Günceli takip edenlerin bildikleri gibi Türkiye demokrasisinin geleceği adına çok önemli bir süreç yaşıyoruz.
İktidar partisinin hazırlayarak Anayasa Komisyonuna getirdiği “Anayasa Değişiklik Tasarısı” Ülkemizin geleceğini belirlemesi adına çok önemli maddeler içermektedir.
“ Anayasa Değişikliği Tasarısı”, Muhalefetin “Demokrasimizin sonu olacak” İddiası ile şiddetle karşı çıkmasına rağmen, tasarı büyük tartışmalar sonrası iktidar milletvekillerinin sayısal üstünlüğü ile Anayasa Komisyonunda kabul edildi..
İşte bu Anayasa Değişiklik Tasarısı, bu yazımı okuyacağınız Pazartesi günü, TBMM’ de görüşülmeye başlayacak.
Komisyon görüşmelerinden çok daha büyük tartışmalara sahne olacağı düşünülen bu tasarının neleri değiştireceğine değinmeden önce, “Demokrasi ve Demokratik Yönetim biçimi nedir?” Ona bir göz atalım.
Demokrasi, günümüzde her şeye rağmen hala yerine daha iyisi konamayan ve dünyada en yaygın şekilde kullanılan yönetim biçimidir.
Demokrasi: Halkın kendi kendisini yönetmesi sistemine dayanan bir yönetim şeklidir. Türkiye Cumhuriyeti Devleti, Cumhuriyet yönetimi ile birlikte parlamenter demokrasiyi de benimsemiş bir hukuk devletidir..
Demokrasiyi en güzel tanımlayan tariflerden birisi de, “Demokrasi, sorun çıkan yerde her zaman bir çıkış yolunun bulunduğu sistemdir” Söylemidir.
Bir zamanlar 9. Cumhurbaşkanı rahmetli Süleyman Demirel’in çok kullandığı “Demokrasiler de çareler tükenmez” Sözü de, demokrasinin sorun yaratan değil, sorun çözen bir yönetim şekli olduğunu gösterir.
Çağdaş demokrasi tariflerinde ise, “Bir başka insanın yaşam alanını kısıtlamadığı sürece, her insanın özgür yaşam hakkı olduğunun” Altı çizilmiştir.
Demokrasinin tarihçesine baktığımızda, Roma döneminde denemeleri yapılan demokrasinin, dünyaya 1789 Fransız devriminden itibaren adını duyurmaya başladığını görürüz.
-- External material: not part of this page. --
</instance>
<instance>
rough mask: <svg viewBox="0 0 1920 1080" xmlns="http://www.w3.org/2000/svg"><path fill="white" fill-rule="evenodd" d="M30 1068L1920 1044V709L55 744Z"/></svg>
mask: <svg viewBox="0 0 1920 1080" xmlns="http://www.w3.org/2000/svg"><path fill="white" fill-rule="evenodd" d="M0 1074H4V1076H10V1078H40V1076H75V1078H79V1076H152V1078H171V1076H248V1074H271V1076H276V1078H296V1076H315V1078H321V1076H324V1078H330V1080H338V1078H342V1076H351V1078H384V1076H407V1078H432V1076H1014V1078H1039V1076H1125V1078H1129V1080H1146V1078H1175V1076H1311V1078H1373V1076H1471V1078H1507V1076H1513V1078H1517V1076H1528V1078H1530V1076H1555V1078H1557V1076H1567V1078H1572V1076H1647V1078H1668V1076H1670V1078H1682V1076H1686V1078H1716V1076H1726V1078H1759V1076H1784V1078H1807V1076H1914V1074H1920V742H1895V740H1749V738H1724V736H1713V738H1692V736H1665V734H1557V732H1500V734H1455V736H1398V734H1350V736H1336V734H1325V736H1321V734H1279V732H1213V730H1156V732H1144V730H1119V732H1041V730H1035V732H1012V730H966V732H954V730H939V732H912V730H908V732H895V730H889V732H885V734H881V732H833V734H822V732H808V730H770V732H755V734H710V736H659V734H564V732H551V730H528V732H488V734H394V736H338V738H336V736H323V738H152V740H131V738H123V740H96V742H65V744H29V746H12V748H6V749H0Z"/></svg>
Gerçek anlamda demokrasi, ülkemizde ancak 1923 de Cumhuriyetin ilanı ile birlikte uygulanmaya başlamıştır.
Demokratik yaşam pratiğinin bizde henüz taze olması; ulus devlet, kurumsallaşma, anayasal sistem, seçim sistemi, çok partili hayat ve sivil toplumun gelişimi gibi birbiriyle eş zamanlı olarak gelişmesi gereken konulardan birindeki problemin, diğerlerine de etki etmesine neden olmaktadır.
Demokrasi şüphesiz ki daha insanca ve özgür yaşamanın yollarını açar, fakat yanlış ellerde de önünde durulmaz bir baskı ve zulüm aracı olabilir.
Bazen de, sayısal olarak çok olanın az olanı ötelediği, görmezden geldiği yönetim biçimine dönüşür.
Tabii, düzgün işleyen tam demokrasilerde, demokrasinin kötüye kullanımını önleyen kurumlar oluşturulmuştur. Bunların başında, tam bağımsız bir yargı, bağımsız yayın yapan yazılı ve görsel basın ile sivil toplum kuruluşları gelir.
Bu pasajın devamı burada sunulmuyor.